Saturday, August 14, 2010

My formations, and their undoing

Okay, so I’ve been working on my new book, The End of San Francisco, for a while now. Remember when I printed everything out, and it was 1200 pages? I’ve never written that much in my life, oh my! I didn’t call it a manuscript, I called it the material -- it was more or less everything I’d written over the last years, starting with the writing I did when I visited my father before he died. I need the basic structure that I wanted, so then I separated everything into thematic sections, some of them very tight, like the part about visiting my father, which was already more or less the way it would end up. Don’t get me wrong -- I’m still editing it, over and over, but it started out about 20 pages, and it’ll probably end that about that too. But then there were some sections that were 200 pages -- like the one about trying to regain a sense of hope in my own sexuality -- so, with that one, and some of the others, I kept editing and editing until it felt closer to what I want. I think that section’s about 40 pages now, and I’m still cutting.

I’ve done about four edits for each section, maybe three for the two sections I wrote at the end, when they knew exactly what I wanted, and so last week I thought okay, let me just put it all together, and see how long it is now. I was pretty sure it would still be way too long, but maybe it was time to call it the manuscript. So, I put it all together, and guess what? It was actually under 300 pages! I couldn’t believe it, really.

So now I have a manuscript. I just need to edit it another 10 times, and then it will be ready. I love editing, but the frustrating thing is that I can only go through about 10 or 20 pages per day -- less sometimes. It’s printed out single-spaced, so that each page is really two pages, so that helps my hands. But still, I’m always getting to the point where I’m excited and I can feel the arc and I’m slashing here and gasping there, and right then I realize it’s time, time to stop, because my arms chest shoulders wrists hands jaw feet are hurting, or something like that.

There’s one section that I was reading through again today, about going to The Cock in New York after visiting my father, and that section is pretty much everything I ever wanted to write about the possibilities of public sex. And the walls. And about New York, and what it was and never was, for me at least, and what is and will never be. This section is so gorgeous, and I love the way my run-on sentences just keep running, today I was adding periods here and they are for breath but still.

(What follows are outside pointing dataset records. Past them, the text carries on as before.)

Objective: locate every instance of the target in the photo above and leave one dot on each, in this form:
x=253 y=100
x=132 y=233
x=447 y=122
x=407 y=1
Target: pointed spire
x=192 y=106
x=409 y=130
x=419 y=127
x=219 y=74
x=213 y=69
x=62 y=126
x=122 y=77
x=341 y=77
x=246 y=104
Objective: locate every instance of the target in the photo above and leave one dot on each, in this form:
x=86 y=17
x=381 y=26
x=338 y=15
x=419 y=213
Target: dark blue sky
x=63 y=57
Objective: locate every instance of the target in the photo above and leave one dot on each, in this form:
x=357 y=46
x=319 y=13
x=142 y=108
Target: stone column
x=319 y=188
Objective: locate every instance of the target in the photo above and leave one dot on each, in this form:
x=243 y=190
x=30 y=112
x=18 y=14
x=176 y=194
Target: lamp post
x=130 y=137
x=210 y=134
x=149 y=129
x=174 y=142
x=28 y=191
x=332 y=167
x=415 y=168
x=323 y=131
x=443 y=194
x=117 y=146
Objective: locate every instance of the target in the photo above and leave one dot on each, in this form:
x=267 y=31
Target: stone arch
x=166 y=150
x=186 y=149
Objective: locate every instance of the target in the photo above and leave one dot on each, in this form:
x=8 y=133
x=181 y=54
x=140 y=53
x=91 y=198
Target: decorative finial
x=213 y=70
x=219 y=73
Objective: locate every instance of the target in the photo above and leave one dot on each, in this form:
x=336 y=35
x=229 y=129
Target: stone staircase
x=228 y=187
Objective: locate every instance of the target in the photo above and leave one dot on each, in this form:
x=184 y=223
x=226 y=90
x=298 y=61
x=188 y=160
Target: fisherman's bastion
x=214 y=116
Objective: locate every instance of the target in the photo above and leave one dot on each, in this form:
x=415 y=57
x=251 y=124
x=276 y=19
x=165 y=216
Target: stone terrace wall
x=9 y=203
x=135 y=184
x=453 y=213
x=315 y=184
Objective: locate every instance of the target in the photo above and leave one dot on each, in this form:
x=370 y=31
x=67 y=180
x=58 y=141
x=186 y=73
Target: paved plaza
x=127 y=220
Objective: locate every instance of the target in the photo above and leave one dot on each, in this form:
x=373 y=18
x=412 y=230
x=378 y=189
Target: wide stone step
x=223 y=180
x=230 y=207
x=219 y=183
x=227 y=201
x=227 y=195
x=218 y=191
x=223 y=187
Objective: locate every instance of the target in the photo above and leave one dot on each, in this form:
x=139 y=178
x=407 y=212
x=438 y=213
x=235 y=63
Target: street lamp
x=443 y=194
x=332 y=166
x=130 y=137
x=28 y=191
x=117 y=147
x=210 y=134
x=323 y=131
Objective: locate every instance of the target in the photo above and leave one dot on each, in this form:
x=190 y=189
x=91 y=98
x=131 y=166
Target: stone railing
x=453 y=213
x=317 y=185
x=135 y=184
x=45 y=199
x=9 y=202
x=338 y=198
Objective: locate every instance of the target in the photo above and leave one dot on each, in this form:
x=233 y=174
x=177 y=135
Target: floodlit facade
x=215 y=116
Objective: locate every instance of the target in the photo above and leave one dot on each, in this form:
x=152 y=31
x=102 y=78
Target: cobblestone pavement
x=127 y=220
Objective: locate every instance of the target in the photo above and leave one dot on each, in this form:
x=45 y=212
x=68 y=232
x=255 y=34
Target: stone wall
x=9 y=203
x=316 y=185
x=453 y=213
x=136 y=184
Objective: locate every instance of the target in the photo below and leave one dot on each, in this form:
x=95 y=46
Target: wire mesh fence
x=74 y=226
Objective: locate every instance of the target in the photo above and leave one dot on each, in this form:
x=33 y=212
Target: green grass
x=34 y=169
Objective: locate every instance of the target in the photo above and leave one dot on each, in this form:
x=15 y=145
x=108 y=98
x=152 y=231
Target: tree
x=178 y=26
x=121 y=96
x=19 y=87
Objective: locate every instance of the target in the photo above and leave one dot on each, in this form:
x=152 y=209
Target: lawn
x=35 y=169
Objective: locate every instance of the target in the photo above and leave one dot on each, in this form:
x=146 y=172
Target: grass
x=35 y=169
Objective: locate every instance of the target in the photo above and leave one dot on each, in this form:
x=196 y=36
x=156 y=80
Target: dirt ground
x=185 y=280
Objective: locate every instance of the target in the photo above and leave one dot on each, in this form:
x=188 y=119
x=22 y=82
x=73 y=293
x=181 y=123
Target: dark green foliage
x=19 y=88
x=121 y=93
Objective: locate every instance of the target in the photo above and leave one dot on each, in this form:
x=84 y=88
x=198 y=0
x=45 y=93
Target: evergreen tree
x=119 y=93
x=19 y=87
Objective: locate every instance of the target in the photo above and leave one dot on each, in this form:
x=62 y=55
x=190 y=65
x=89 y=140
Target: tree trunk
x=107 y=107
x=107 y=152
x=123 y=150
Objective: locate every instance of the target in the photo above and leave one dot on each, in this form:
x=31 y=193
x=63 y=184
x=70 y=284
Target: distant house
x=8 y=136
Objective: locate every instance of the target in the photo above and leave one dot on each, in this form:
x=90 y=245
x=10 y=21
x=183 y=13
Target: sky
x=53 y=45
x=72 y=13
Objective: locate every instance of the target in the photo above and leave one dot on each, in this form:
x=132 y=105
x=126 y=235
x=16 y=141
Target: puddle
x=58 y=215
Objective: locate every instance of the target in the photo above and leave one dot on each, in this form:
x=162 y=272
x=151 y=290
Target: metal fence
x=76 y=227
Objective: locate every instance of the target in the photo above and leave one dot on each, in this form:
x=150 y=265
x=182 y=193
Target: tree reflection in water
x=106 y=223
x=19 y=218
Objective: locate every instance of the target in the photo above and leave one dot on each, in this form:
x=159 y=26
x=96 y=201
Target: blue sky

But oh no -- I think I need to edit that section out. It’s also about San Francisco, or getting ready to go back to San Francisco, but I don’t think it fits with the book as a whole -- too much about New York, maybe 30 pages in a row or something, and yes the book is about New York but in the way that it formed me and this is about something else. I mean, it is one of the best things I’ve written about the perils and potentials of public sex, but it’s too sprawling. And, since it’s about New York, it risks making it seem like when I’m talking about the end of San Francisco I’m just talking about San Francisco. When actually I’m talking about these queer dreams of escape and accountability and intimacy that builds into more dreams of collective political action of relationships that hold of emotion that creates space. I mean, it’s about my formations, and their undoing. So I think this particular part, which is called The Drill, will have to end up somewhere else. Or, at least that’s what I’m thinking now.


Dylan said...

I'd like to know where it ends up, The Drill; I'd like to read it. I'm interested in the end of metropolitan queer escape. When Eve K Sedgwick died, last year... only last year? When she died I'd only just become queer myself (late late late in life but also late in the life of gay-ness in general), and then she died, and I found this

citation from one of her books, and... oh, I don't know. I have a fervent, highly sentimental but not-therefore-dismissable attachment to public sex though I basically never have it. It's an ideal: metrosexual could mean, not 'kind-of-gay-fashion-sense' but the sex of the metropolis, with strangers and in public. I think it's vitally necessary though also vanishing.

Excuse the length of this. I wandered here because I saw the film Gina made with you (this summer, I saw it) and I started reading back & back and came upon this.

PS I loved the film.

mattilda bernstein sycamore said...

Dylan, thanks so much for writing! As for The Drill, it will be the first thing I work on once I'm done with The End of San Francisco -- I will definitely publish it somewhere...

That's a good point about "metrosexual" -- instead of a straight swallowing of gay aesthetic, a public sexuality -- vitally necessary, I agree so much...

And, I'm so glad you enjoyed the film!!!